Варенье было с приятной горчинкой, похожее на мёд и по консистенции, и по цвету. Хозяйка предупредила, что есть его много не стоит. Мы налегли на предложенные бабушкой оладьи и мне было стыдно за мужа — ел, как не в себя, объедал небогатых людей. Я пыталась делать ему знаки, а он всё приговаривал «вкусно, вкусно!» Хозяйка же была польщена его аппетитом.
— Я тебе, Олежек, всё-таки капустки наложу. И ты, Маша, тоже давай…
— Нет, нет, я правда не голодная!
Я округлила глаза и пнула под столом Олега. Но тот как с цепи сорвался.
— Прости, — пожал он плечами. — Я правда голоден.
Она приготовила две тарелки капусты, протушенной с мясом и картофелем.
— Инночку позвать надо. Пусть поест с вами.
Инночка выплыла из комнаты в длинной ночной сорочке. На её худеньком, болезненном теле сильно выпирала грудь и был небольшой подтёк от молока, который она то ли не заметила, то ли не придала значения. Мы поздоровались и Инночка села напротив меня. Она показалась мне блаженной: её усталые глаза были словно расфокусированы и жуткая синева вокруг них сильно старила её молодое лицо. Она ничего не говорила, только ела, нам сделалось неловко. Бабушка хлопотала над ней, как над малым дитём, видно было, что очень любит внучку. Почему она живёт с бабушкой? Где её родители? Где отец ребёнка?
Нам постелили в проходной комнате на диване. Олег помог бабушке разложить старое кресло на кухне. Мы рассыпались в извинениях, что так потеснили её, но хозяйка отмахивалась с улыбкой.
Сон не шёл ко мне. Через щель у пола я видела, что на кухне горит свет и бабушка с внучкой шепчутся там, ведут диалог. Прошло полчаса. Почему они не ложатся спать? Олег уже похрапывал.

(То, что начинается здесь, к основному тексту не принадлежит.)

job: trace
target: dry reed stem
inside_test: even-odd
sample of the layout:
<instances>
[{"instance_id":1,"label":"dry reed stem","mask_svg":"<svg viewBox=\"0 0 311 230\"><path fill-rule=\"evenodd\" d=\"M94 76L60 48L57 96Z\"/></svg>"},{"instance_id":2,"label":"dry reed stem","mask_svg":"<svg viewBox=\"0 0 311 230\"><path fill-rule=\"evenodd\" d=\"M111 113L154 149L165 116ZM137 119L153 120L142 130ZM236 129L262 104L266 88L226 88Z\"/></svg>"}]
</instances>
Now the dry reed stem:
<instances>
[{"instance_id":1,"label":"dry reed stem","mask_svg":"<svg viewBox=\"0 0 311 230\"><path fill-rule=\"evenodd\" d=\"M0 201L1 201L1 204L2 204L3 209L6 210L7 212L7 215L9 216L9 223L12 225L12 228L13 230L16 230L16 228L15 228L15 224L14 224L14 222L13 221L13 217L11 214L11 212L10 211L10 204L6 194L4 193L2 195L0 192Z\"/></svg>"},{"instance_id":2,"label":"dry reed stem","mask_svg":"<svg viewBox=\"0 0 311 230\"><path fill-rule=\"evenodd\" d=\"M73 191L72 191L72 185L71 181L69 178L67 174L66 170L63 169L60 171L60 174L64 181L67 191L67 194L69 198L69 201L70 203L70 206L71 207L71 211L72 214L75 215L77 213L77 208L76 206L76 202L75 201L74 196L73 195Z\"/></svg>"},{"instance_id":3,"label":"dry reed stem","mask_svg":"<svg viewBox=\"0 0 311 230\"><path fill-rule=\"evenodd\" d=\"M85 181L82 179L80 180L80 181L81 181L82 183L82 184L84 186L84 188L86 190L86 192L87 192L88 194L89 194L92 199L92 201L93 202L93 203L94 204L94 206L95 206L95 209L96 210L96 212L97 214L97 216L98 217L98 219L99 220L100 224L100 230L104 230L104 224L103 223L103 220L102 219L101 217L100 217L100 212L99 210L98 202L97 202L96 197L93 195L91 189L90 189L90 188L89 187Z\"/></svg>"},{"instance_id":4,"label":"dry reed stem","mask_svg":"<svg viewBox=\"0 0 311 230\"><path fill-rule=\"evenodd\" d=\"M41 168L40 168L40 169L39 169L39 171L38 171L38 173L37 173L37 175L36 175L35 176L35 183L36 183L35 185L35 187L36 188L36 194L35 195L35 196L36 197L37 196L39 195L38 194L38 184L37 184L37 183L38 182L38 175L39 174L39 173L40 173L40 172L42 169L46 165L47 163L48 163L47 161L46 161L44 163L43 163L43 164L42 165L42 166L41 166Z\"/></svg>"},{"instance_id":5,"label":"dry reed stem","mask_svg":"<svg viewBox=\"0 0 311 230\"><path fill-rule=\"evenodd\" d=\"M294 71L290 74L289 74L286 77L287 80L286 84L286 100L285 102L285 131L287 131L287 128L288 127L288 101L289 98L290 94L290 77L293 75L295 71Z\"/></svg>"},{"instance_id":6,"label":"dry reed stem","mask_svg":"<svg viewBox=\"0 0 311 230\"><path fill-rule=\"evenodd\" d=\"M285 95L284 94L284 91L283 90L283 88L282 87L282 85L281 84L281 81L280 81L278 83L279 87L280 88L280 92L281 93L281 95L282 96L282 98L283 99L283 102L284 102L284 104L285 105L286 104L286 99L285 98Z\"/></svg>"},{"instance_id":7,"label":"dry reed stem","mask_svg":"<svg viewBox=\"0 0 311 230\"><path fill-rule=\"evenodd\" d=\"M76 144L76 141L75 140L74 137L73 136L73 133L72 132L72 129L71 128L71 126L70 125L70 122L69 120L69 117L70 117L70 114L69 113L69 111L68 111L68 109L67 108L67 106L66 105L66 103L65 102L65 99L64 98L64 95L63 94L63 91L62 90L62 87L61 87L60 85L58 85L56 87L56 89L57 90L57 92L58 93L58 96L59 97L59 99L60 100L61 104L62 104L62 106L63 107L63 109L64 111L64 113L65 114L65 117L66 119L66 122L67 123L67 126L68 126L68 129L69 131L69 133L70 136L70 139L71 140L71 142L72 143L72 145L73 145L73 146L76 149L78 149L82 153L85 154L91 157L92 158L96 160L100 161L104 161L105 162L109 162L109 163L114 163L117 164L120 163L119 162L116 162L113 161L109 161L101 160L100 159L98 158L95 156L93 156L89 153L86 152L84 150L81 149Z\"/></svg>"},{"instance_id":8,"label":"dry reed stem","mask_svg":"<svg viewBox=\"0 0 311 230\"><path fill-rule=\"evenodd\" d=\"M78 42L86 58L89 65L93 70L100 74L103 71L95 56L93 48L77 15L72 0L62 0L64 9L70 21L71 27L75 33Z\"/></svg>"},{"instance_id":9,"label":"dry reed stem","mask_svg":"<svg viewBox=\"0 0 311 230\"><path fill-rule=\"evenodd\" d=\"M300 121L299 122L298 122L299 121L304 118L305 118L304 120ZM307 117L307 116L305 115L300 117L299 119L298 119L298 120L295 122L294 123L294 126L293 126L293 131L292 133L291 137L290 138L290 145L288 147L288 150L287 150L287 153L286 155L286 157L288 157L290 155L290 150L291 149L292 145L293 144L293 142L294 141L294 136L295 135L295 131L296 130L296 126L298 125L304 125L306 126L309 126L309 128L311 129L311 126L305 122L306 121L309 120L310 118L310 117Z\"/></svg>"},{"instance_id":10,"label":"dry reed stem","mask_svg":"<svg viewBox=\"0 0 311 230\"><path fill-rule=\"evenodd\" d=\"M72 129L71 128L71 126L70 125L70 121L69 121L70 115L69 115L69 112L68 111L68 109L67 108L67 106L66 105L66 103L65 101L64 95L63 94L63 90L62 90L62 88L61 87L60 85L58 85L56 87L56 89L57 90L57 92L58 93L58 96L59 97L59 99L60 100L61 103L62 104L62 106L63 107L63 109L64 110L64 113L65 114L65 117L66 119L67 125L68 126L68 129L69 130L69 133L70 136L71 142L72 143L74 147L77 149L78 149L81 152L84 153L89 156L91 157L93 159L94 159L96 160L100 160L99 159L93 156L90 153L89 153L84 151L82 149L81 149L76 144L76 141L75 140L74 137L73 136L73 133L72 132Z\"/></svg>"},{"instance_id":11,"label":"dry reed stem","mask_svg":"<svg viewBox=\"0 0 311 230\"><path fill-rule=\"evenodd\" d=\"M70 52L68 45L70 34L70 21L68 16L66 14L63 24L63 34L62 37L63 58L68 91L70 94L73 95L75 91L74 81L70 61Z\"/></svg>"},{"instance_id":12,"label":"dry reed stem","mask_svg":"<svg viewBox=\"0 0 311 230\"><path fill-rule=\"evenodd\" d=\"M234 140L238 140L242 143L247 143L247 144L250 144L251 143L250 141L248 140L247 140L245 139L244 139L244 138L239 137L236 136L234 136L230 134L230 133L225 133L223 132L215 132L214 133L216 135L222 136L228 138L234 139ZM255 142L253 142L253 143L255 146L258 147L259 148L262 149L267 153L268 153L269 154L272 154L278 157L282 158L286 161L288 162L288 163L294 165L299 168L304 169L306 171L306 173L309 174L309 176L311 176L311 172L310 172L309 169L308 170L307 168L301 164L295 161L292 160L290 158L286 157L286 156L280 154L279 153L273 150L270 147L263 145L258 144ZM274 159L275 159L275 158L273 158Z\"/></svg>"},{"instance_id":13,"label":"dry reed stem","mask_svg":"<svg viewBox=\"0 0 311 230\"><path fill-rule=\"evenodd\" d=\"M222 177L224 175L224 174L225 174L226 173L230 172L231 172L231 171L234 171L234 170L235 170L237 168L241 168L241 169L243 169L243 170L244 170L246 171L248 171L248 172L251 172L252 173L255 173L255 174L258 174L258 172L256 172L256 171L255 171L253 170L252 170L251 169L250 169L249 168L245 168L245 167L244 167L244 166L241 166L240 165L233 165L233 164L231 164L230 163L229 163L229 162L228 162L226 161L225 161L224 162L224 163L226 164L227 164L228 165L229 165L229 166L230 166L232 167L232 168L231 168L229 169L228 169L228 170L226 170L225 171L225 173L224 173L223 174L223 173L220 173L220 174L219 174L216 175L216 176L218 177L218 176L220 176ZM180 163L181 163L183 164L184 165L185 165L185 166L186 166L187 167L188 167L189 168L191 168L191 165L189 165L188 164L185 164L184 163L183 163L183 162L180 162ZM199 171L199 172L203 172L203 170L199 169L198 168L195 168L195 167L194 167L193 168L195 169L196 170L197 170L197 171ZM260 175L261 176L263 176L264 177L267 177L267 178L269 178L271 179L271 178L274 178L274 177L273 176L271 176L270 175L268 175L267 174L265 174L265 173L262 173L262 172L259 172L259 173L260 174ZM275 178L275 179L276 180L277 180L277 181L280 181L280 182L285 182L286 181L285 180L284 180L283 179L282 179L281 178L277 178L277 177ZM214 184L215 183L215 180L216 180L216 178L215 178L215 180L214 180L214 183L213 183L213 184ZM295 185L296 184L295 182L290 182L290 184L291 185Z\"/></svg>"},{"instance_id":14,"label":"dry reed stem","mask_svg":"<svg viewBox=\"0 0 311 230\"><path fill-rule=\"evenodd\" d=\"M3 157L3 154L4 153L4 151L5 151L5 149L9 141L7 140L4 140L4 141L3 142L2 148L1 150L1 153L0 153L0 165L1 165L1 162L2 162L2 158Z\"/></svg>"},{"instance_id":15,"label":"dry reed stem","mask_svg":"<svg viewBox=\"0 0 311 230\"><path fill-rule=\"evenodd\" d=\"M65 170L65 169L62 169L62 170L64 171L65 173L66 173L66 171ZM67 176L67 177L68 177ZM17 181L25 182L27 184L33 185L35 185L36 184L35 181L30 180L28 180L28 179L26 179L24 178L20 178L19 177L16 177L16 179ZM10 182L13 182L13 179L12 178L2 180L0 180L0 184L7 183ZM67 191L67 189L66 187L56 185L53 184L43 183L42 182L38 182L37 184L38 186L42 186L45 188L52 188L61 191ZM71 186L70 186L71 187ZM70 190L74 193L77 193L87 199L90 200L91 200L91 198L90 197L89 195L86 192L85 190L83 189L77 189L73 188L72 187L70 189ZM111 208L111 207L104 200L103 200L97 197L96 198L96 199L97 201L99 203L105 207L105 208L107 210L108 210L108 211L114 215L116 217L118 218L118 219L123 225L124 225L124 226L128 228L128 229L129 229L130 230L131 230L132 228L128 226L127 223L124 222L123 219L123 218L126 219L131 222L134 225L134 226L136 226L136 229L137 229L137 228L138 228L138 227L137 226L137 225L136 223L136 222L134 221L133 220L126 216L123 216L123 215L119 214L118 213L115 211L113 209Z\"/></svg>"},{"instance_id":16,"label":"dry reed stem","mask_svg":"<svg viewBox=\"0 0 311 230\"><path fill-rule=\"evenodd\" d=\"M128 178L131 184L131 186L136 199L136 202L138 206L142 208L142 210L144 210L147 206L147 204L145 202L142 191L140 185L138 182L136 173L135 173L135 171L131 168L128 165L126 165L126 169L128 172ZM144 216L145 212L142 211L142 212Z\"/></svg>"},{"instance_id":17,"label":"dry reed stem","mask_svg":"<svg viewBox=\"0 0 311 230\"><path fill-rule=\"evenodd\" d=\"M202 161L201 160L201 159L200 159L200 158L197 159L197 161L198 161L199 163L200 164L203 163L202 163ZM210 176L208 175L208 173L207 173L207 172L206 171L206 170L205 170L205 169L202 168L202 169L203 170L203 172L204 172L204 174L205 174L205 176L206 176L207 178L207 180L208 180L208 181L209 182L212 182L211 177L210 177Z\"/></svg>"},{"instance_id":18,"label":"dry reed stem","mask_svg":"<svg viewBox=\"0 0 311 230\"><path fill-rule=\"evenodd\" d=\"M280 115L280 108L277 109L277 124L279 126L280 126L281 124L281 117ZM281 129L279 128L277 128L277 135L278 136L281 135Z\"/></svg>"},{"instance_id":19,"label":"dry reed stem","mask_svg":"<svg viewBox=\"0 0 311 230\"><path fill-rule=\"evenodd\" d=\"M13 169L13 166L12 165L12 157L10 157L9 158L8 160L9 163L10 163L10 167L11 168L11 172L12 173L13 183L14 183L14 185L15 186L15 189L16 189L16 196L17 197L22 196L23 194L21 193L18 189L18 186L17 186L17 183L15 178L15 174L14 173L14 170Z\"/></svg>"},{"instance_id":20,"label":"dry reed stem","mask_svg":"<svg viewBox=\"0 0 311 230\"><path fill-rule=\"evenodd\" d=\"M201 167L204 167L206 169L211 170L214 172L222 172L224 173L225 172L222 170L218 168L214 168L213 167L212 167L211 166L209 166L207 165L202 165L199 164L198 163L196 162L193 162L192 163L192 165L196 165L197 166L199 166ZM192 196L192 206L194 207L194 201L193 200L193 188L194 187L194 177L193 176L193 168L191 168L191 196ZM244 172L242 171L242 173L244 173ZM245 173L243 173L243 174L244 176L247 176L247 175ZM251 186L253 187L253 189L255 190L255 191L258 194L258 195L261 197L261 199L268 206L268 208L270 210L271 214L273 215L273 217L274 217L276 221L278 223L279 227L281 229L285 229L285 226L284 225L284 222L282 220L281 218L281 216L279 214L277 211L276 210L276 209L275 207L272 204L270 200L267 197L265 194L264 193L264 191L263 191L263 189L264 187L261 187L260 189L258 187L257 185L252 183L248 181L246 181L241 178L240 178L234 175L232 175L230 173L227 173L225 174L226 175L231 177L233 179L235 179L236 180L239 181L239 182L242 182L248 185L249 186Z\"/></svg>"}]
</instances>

Мне приспичило в туалет и я, кляня себя на чём свет стоит, приоткрыла кухонную дверь.
— О, ещё одна полунощница! — сказала бабушка Вера. — Мы поздно ложимся, ребёнок часто ночью просыпается, поэтому спим днём.
— А сколько ей?
— Три месяца нашей Оленьке.
— А мне в туалет приспичило… извините.
— О, ну это на улицу. Инна, проводи.
Когда я справилась с деревянным туалетом и мы возвращались по занесённой снегом дворовой дорожке в дом, Инна неожиданно повернулась ко мне и сказала:
— Мне бабушка сказала, что у вас рана на сердце большая. Попросите её погадать вам на воске, она точно предсказывает. Конечно, если вы готовы к поворотам судьбы… Большинству людей она отказывает, гадает только тем, кому это действительно необходимо.
— А почему вы думаете, что мне это необходимо? — опешила я.
— Потому что вы в тупике. Это же очевидно. Попросите её, а я спать пойду.
Не задерживаясь на кухне, Инна проскользнула в комнату. Я подсела к загадочной бабушке. Она смотрела на меня пристально, словно знала о чём я хочу попросить.
— Инна сказала тебе о гадании. Ты действительно хочешь узнать будущее?
Я кивнула хоть и испуганно, но твёрдо. Бабушка Вера взяла широкую миску и налила туда воды. Она достала с полки две восковые свечи: одну зажгла на столе около миски и велела мне потушить электрический свет. Затем она зажгла вторую свечу и стала ждать момента, когда та достаточно расплавится. Её лицо было крайне сосредоточенным, сильным и выражало погружение в себя. Баба Вера начала капать воск в воду. Это продолжалось минуты две-три. Я видела, как фигурка в воде приобрела свои особые очертания. Мы обе смотрели на готовое изделие с минуту, ждали, чтобы фигурка хорошо затвердела. Моё сердце шумно билось у самого горла и я боялась сглатывать слюну, чтобы не нарушить момент. Наконец бабушка Вера достала его из воды. Её ладонь была между нами, а на ней — предвещающий будущее восковый слепок. Вдруг она зыркнула на меня холодно и словно с испугом.
— Что там? — прохрипела я не своим голосом.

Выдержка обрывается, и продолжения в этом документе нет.